10 Words and Phrases That Will Kill Your Resume (and What You Should Say Instead)

Working on crafting a stand-out resume? Read on for 10 words and phrases you should delete immediately if you want to get hired.

Summer is upon us, and with the end of another school year comes an influx of recent college grads into an already crowded and competitive job market. If you currently count yourself among these hopeful jobseekers, you’re likely already aware that landing your dream gig can be tough—but it’s not impossible. The key is finding ways to make yourself stand out, and one of the best ways to do that is to fine-tune your résumé.

Employers may receive dozens—or even hundreds—of résumés for a single position, so if you want yours to grab their attention, you have to think outside the box. Once you’ve put together an initial draft of your résumé, go through it and look for the following words that can ruin your odds of scoring an interview.

  1. “Professional.” This word is just too hard to prove. It’s too broad and it doesn’t really tell an employer anything about you as an individual. Think about what you’re really trying to convey with the word “professional,” then tap your backspace button 12 times and write something stronger. Do you mean you’re professional because always meet your deadlines, or do you have specific examples of times you’ve taken initiative and accomplished something spectacular? Great. Say that instead.
  2. “Competent.” This word is as weak and ineffectual as it’s making you sound. Again, think about the message you’re really trying to convey. Do you have a working knowledge of InDesign or WordPress? Remove the word “competent” and briefly summarize your competencies instead. “Effectively designed and implemented HTML for multiple websites” sounds better than “competent Web designer.”
  3. “References available upon request.” Ah, who doesn’t love chores, right? Employers, that’s who. Don’t make them go around digging for the information they need: give it to them up front.
  4. “Hardworking.” Anyone can say they’re “hardworking.” Indeed, who wouldn’t say they’re hardworking? If you’re trying to say that you always go above and beyond, such as taking on new assignments or volunteering to work extra hours, provide brief examples of how you’ve done that.
  5. “Detail-oriented.” Have you ever said a word over and over until you’ve said it so many times that it begins to lose its meaning (fun fact: the term for this phenomenon is “semantic satiation”—it’s a real thing!)? “Detail-oriented” is a term that has appeared on so many résumés that it’s begun to mean nothing at all. If what you really mean is that you’re an eagle-eyed proofreader or a graphic designer with a knack for concocting logos with hidden messages, say that instead.
  6. “Responsible.” No one would refer to themselves as “irresponsible” on a résumé—but that means calling yourself “responsible” is equally useless.

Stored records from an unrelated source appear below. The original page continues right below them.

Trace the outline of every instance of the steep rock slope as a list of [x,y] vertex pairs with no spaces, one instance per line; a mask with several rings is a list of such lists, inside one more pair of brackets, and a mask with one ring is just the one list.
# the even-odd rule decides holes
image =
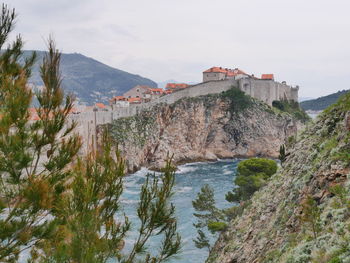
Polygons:
[[350,262],[349,111],[346,95],[299,136],[207,262]]
[[279,146],[297,131],[289,114],[251,99],[243,111],[230,110],[222,95],[184,98],[172,105],[114,121],[109,130],[130,171],[158,168],[167,154],[175,163],[217,158],[277,157]]

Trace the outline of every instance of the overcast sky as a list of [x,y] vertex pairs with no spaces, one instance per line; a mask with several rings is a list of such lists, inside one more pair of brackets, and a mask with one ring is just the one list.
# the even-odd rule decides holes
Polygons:
[[51,33],[78,52],[157,82],[212,66],[274,73],[300,96],[350,89],[349,0],[5,0],[26,49]]

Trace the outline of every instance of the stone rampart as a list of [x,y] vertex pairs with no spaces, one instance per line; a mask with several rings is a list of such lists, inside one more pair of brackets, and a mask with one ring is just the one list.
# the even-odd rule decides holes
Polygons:
[[240,88],[246,94],[272,105],[274,100],[298,100],[298,87],[291,87],[285,83],[273,80],[259,80],[245,78],[240,80],[226,79],[207,81],[192,85],[186,89],[159,97],[148,103],[131,104],[129,107],[119,107],[108,111],[84,112],[71,114],[69,119],[78,123],[78,132],[83,137],[85,149],[94,143],[96,126],[111,123],[113,120],[134,116],[142,110],[150,109],[159,103],[172,104],[185,97],[197,97],[201,95],[221,93],[229,90],[232,86]]

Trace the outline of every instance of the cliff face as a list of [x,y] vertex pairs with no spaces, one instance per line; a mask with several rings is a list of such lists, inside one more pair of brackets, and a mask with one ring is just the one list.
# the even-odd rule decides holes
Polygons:
[[114,121],[109,130],[130,171],[162,166],[167,154],[175,163],[217,158],[277,157],[279,146],[294,135],[297,122],[252,100],[242,111],[230,110],[221,95],[185,98],[172,105]]
[[350,95],[299,136],[207,262],[350,262],[349,132]]

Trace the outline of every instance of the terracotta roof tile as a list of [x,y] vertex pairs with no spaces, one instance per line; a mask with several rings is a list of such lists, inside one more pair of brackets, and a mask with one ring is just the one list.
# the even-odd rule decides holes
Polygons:
[[247,73],[245,73],[243,70],[239,68],[229,69],[229,68],[222,68],[222,67],[212,67],[210,69],[207,69],[206,71],[203,71],[203,73],[224,73],[229,77],[234,77],[240,74],[248,75]]
[[128,98],[129,102],[141,102],[141,98]]
[[274,80],[275,78],[273,74],[262,74],[261,79]]
[[166,84],[166,89],[186,89],[188,88],[188,84],[186,83],[168,83]]
[[115,97],[113,97],[112,99],[111,99],[111,101],[126,101],[127,100],[127,98],[125,98],[124,96],[115,96]]
[[106,108],[106,105],[104,105],[103,103],[95,103],[95,106],[97,108],[100,108],[100,109],[105,109]]

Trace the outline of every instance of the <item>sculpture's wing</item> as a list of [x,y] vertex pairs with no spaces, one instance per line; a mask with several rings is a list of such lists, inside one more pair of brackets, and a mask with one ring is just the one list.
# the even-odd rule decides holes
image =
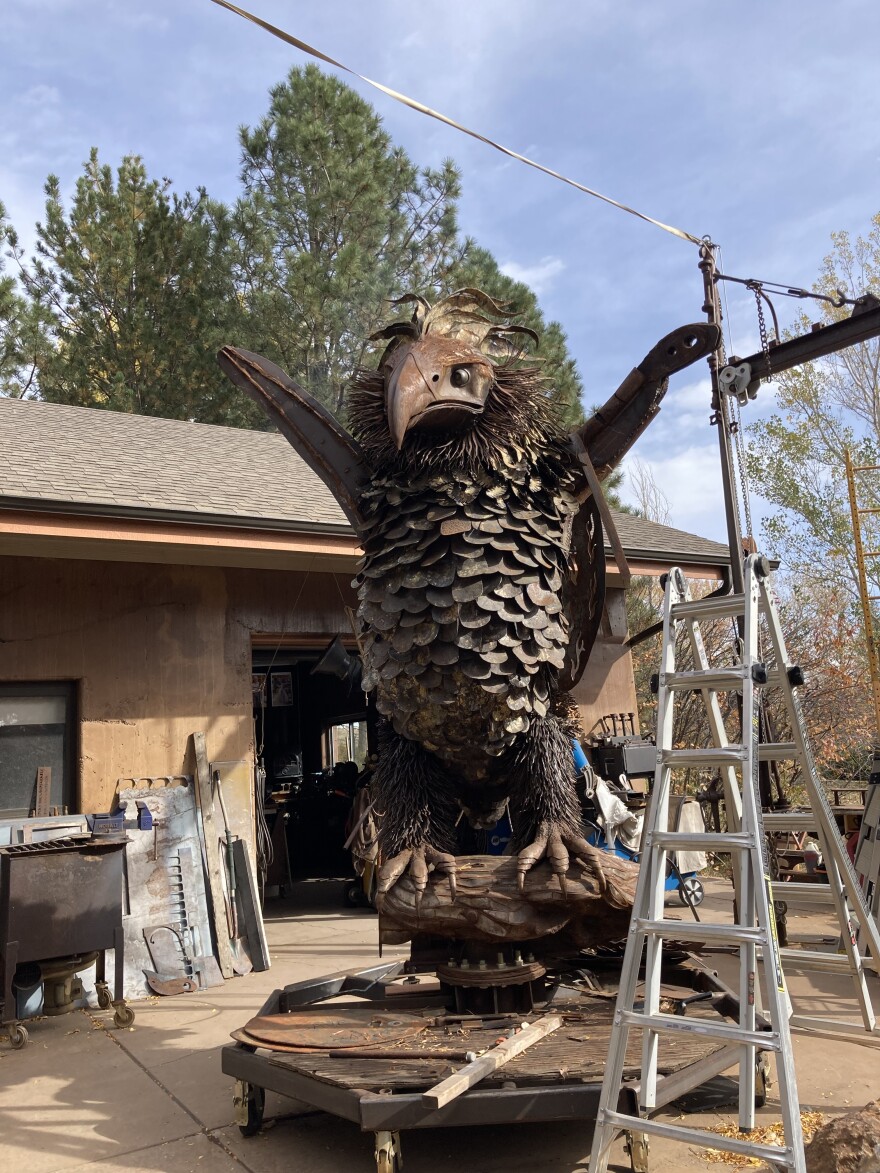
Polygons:
[[602,519],[592,494],[572,519],[568,577],[562,584],[562,610],[568,620],[568,647],[559,673],[563,692],[574,688],[590,658],[605,605],[605,543]]
[[583,466],[583,492],[587,496],[573,520],[569,576],[562,587],[562,605],[569,624],[568,650],[559,674],[560,687],[565,691],[574,688],[583,675],[602,621],[603,513],[624,585],[629,579],[623,549],[598,482],[614,469],[660,410],[669,376],[705,358],[718,346],[719,338],[719,328],[706,322],[673,330],[661,338],[610,399],[572,434],[572,448]]
[[721,331],[708,322],[679,326],[649,351],[611,398],[580,430],[600,480],[615,468],[657,412],[669,376],[705,358],[718,346]]
[[217,360],[232,382],[259,403],[360,531],[360,494],[370,480],[370,468],[357,442],[326,407],[267,358],[224,346]]

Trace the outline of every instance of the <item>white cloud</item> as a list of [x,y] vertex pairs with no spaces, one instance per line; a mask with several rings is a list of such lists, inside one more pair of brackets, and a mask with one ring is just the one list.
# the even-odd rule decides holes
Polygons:
[[[704,538],[725,540],[721,465],[715,445],[694,444],[665,458],[652,459],[639,452],[638,458],[669,501],[670,525]],[[637,504],[626,479],[620,495],[628,504]]]
[[565,262],[559,257],[542,257],[534,265],[520,265],[517,261],[502,261],[498,266],[502,273],[514,281],[523,281],[535,293],[546,293],[554,280],[565,269]]

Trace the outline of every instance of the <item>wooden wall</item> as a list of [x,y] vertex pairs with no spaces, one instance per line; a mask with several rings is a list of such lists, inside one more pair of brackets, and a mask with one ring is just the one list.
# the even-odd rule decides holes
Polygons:
[[[79,683],[80,809],[118,778],[184,772],[190,733],[213,761],[253,755],[252,639],[316,647],[350,626],[348,574],[0,557],[0,682]],[[576,690],[584,733],[635,710],[623,591],[611,590]]]
[[0,558],[0,681],[79,682],[80,809],[120,777],[253,755],[252,635],[350,630],[348,575]]

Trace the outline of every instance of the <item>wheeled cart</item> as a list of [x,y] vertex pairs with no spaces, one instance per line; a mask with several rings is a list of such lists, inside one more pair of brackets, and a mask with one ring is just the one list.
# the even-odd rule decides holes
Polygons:
[[[27,962],[82,960],[97,955],[98,1005],[115,1008],[117,1026],[130,1026],[134,1012],[122,993],[122,871],[125,836],[81,836],[18,843],[0,848],[0,1024],[12,1046],[27,1045],[18,1021],[13,979]],[[104,951],[114,950],[113,994],[104,972]]]
[[[375,1012],[378,1021],[380,1012],[397,1011],[418,1016],[424,1027],[415,1039],[410,1037],[385,1049],[355,1047],[346,1053],[329,1048],[308,1053],[272,1051],[241,1040],[229,1044],[222,1050],[222,1069],[236,1081],[236,1121],[243,1135],[256,1133],[262,1122],[265,1091],[270,1089],[374,1133],[378,1173],[398,1173],[400,1134],[409,1128],[579,1120],[588,1128],[587,1143],[599,1103],[619,966],[617,959],[610,972],[602,966],[597,981],[593,961],[580,958],[566,963],[564,973],[550,975],[546,1001],[536,1004],[533,1013],[519,1015],[455,1013],[449,1006],[448,991],[433,975],[407,975],[402,961],[330,974],[276,990],[260,1010],[260,1018],[283,1016],[282,1024],[289,1018],[292,1026],[307,1026],[310,1014],[359,1006],[366,1022],[371,1013]],[[717,1021],[719,1016],[730,1018],[738,1013],[733,993],[692,956],[664,971],[663,996],[679,1014],[709,1016]],[[463,1066],[465,1052],[479,1053],[493,1046],[510,1021],[518,1017],[534,1022],[545,1011],[561,1014],[563,1026],[444,1107],[425,1104],[423,1092]],[[463,1052],[461,1062],[450,1062],[446,1056],[456,1046]],[[435,1057],[432,1051],[444,1054]],[[627,1056],[621,1110],[639,1115],[641,1047],[632,1051]],[[738,1060],[739,1051],[704,1035],[665,1037],[660,1045],[662,1074],[656,1107],[724,1071]],[[762,1094],[766,1070],[762,1056],[758,1081]],[[631,1133],[627,1141],[632,1170],[647,1173],[646,1138]]]

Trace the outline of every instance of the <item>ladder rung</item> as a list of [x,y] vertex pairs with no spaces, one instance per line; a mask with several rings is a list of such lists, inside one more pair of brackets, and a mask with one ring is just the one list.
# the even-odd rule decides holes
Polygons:
[[675,689],[710,688],[715,692],[733,691],[742,689],[745,669],[739,668],[709,668],[704,672],[667,672],[666,678],[660,679],[660,687]]
[[[705,668],[693,672],[667,672],[665,678],[661,678],[660,686],[665,688],[674,688],[679,691],[689,689],[692,692],[697,692],[700,689],[708,688],[715,692],[742,692],[743,680],[746,679],[748,670],[742,665],[733,668]],[[782,683],[783,676],[778,668],[770,668],[767,673],[767,679],[762,688],[773,688]]]
[[819,818],[812,811],[765,811],[765,831],[818,831]]
[[744,595],[719,595],[714,599],[688,599],[684,603],[673,603],[670,608],[672,619],[723,619],[725,615],[745,614]]
[[[783,969],[812,969],[816,973],[852,973],[845,953],[821,953],[817,949],[780,949]],[[870,965],[870,957],[862,957],[862,965]]]
[[705,1035],[710,1039],[724,1039],[745,1047],[759,1047],[765,1051],[779,1050],[779,1035],[775,1032],[745,1030],[734,1022],[716,1022],[711,1018],[690,1018],[684,1015],[643,1014],[639,1010],[622,1010],[622,1022],[629,1026],[671,1034]]
[[685,769],[689,766],[742,766],[745,750],[741,745],[721,749],[664,749],[660,751],[664,766]]
[[774,900],[806,900],[809,904],[833,904],[830,884],[798,884],[792,880],[773,884]]
[[718,835],[710,831],[654,831],[651,844],[664,851],[743,851],[754,844],[745,831]]
[[758,746],[759,762],[778,762],[794,758],[800,750],[793,741],[768,741]]
[[599,1113],[598,1125],[646,1132],[649,1136],[663,1136],[682,1144],[699,1145],[701,1149],[719,1149],[725,1153],[739,1153],[743,1157],[755,1157],[768,1165],[782,1165],[794,1169],[794,1157],[790,1147],[772,1144],[756,1144],[754,1141],[738,1140],[733,1136],[721,1136],[717,1132],[706,1132],[700,1128],[683,1128],[680,1124],[667,1124],[665,1120],[642,1120],[638,1116],[627,1116],[624,1112],[608,1109]]
[[724,945],[767,945],[762,929],[744,925],[719,925],[707,921],[647,920],[636,917],[632,922],[640,932],[650,937],[665,937],[667,941],[694,941]]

Instead, describe the ways in which you’ve proven yourself when you’ve been given challenges and responsibilities in the past (i.e., “Promoted to head camp counselor at Camp Anawanna”).
  7. “Highly organized.” Granted, “scatterbrained” doesn’t really work on a résumé either, but you can’t just say you’re an organized person. “Organized” is a snooze-inducing word, which means it’s taking up valuable space you could be using to say something unique about yourself. If you really are organized, mention the way you implemented an electronic filing system at your last job or the time you successfully juggled and completed multiple projects at once.
  8. “Creative.” If you really were creative, you wouldn’t be using a word like this on your résumé. Unleash that gifted brain of yours and find a splashier way to describe your talents.
  9. “Best.” Avoid hyperbolic words like “best,” “most,” and “greatest” (unless you really did win some kind of “Most Valuable So-and-So” award—then go ahead and toot the heck out of your own horn). For the most part, they’re unprovable, and they can also carry you across the thin line that separates confidence and arrogance.
  10. “Awesome,” “rock star,” “kick-butt,” and the like. Unless you’re applying for a job in a very, very creative industry, you should avoid using casual lingo at all costs. You’re a grown-up now, so you need to write and talk like one.

In short, don’t just tell a potential employer that you have certain qualities or experiences. Show them how great you are with concrete but succinct details, and try to use strong, attention-grabbing words instead of clichés. It’s dog-eat-dog out there, but with patience, determination, and a kick-butt résumé (sorry, had to say it!), your hard work will be more likely pay off in the end.